Huit meubles d’exception : 2/8, Les commodes de la chambre de la Reine – Les Amis du Château de Fontainebleau

Huit meubles d’exception : 2/8, Les commodes de la chambre de la Reine

14 octobre 2021

Deux commodes pour le prix d’une, pourrait-on dire, en regardant les très beaux meubles installés aujourd’hui dans la chambre de la Reine.  Au départ c’est une seule pièce, une commode de l’ébéniste Stöckel, embellie par l’achat de plaques de la manufacture de Sèvres.

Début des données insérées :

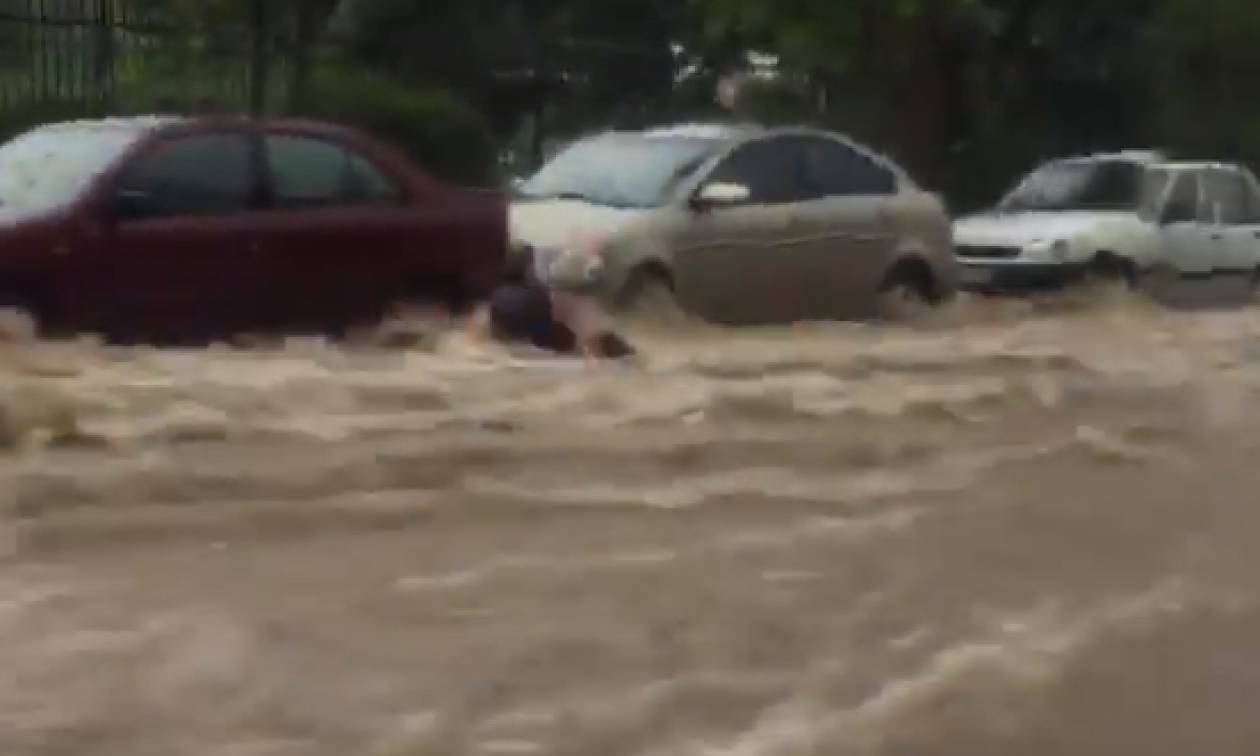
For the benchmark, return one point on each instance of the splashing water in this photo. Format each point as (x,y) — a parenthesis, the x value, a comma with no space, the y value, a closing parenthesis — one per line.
(1011,528)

Sous la responsabilité de Hauré, Benneman fut chargé de copier sur le même modèle une deuxième commode en utilisant  un bâti récent  et, « raclant sur le bois d’acajou », d’y  fixer des bronze neufs. Destinées à Compiègne, à peine achevés, il fut cependant décidé d’envoyer ces meubles à Fontainebleau où ils arrivèrent juste pour le séjour d’automne de 1786, dernier séjour de la Marie- Antoinette à Fontainebleau, et ils furent alors installés dans le grand Salon des jeux de la reine.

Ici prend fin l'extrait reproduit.